この2つを欠如する日本が、アジアの暴力国家群と渡り合えることはあり
得ず、北朝鮮の挑発、韓国の暴発、中国の『アジア的暴力』に対抗するに
はどうしたらよいのか、自ずと結論は見えている。

渡邊氏はアジア全般の経済に関して造詣が深い学者であるが、いまの中国
を、次のように簡潔に概括されている箇所があり、大いに参考になった。

「古来、中国に存在したのは封建制ではなく、郡県制である。全土をいく
つもの郡にわけ、郡の下に県をおき、それぞれの郡と県を中央の直下にお
いて、その統治は中央から地方に派遣された官僚によって一元的になされ
るという、皇帝を頂点とする古代的な官僚政治体制が一貫して踏襲されて
きた。
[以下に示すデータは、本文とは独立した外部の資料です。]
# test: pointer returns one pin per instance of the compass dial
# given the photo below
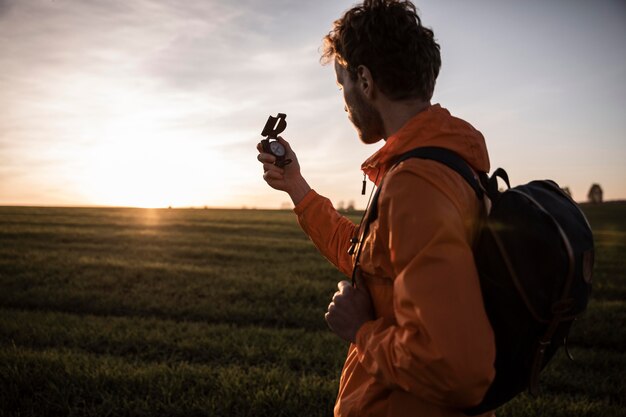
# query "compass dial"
(277, 148)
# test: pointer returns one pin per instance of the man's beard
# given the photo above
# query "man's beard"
(367, 120)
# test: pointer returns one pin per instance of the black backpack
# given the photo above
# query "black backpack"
(534, 255)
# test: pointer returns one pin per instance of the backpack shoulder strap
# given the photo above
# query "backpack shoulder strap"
(449, 158)
(441, 155)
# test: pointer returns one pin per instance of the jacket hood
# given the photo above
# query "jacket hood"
(434, 126)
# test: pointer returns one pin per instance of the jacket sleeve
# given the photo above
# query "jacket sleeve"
(329, 230)
(440, 346)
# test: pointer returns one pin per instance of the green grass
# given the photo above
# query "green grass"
(220, 312)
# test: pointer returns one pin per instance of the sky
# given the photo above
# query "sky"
(157, 103)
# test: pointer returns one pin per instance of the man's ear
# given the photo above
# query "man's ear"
(365, 81)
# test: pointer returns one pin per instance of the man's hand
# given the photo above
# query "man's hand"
(349, 310)
(288, 178)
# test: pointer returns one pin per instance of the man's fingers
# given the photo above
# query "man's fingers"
(344, 285)
(285, 144)
(273, 175)
(266, 158)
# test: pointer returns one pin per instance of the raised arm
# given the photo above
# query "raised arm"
(327, 228)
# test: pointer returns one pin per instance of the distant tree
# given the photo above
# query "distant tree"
(567, 191)
(595, 194)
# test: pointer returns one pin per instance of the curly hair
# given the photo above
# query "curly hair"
(388, 38)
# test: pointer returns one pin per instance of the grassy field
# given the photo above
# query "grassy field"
(220, 312)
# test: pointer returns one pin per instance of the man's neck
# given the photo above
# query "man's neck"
(396, 114)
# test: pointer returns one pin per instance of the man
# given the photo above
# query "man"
(421, 343)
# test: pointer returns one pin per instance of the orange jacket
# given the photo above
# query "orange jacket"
(430, 351)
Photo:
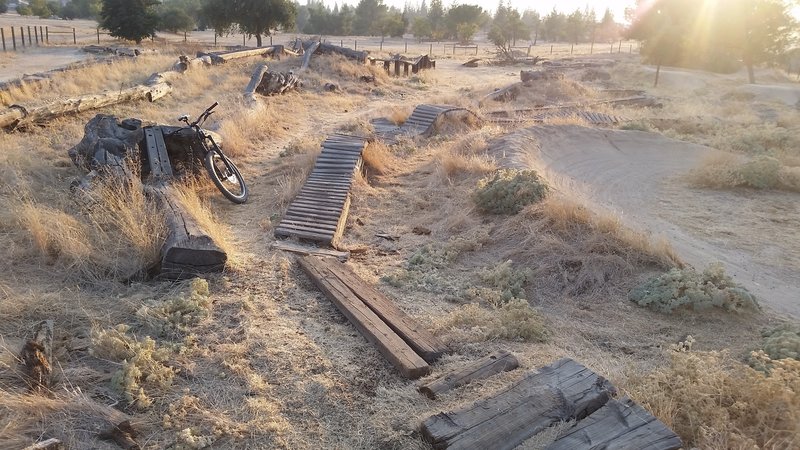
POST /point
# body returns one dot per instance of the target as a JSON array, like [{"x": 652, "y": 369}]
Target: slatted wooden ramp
[
  {"x": 399, "y": 338},
  {"x": 421, "y": 122},
  {"x": 562, "y": 391},
  {"x": 319, "y": 211}
]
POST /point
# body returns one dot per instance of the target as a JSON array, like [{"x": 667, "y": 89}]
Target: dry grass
[
  {"x": 715, "y": 402},
  {"x": 724, "y": 171},
  {"x": 571, "y": 249},
  {"x": 117, "y": 235}
]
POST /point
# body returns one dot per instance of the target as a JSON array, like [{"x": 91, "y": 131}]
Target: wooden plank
[
  {"x": 495, "y": 363},
  {"x": 619, "y": 424},
  {"x": 309, "y": 235},
  {"x": 390, "y": 345},
  {"x": 307, "y": 250},
  {"x": 417, "y": 337},
  {"x": 564, "y": 390}
]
朝鮮の王朝は中国のコピーだといっていい。郡県制は、封建制とは
対照的な中央集権的で専制的な統治機構にほかならない」(12p)

まさに中国の政治体制は、いまもこの原則が機能しているばかりか、じつ
は中国の軍隊制度も同じなのである。すべての軍区が中央軍事委員会直轄
となって、習近平皇帝直属の軍隊と組織図的には編成替えされているので
ある。

とはいえ、地域的軍閥がなぜ危機になると生まれるかは、じつはその弊害
の反作用であり、中央の強圧的求心力が弱まると、自らが遠心力に便乗し
得独自的行動を開始する特徴がある。
 念頭に読んで、大いに参考となった。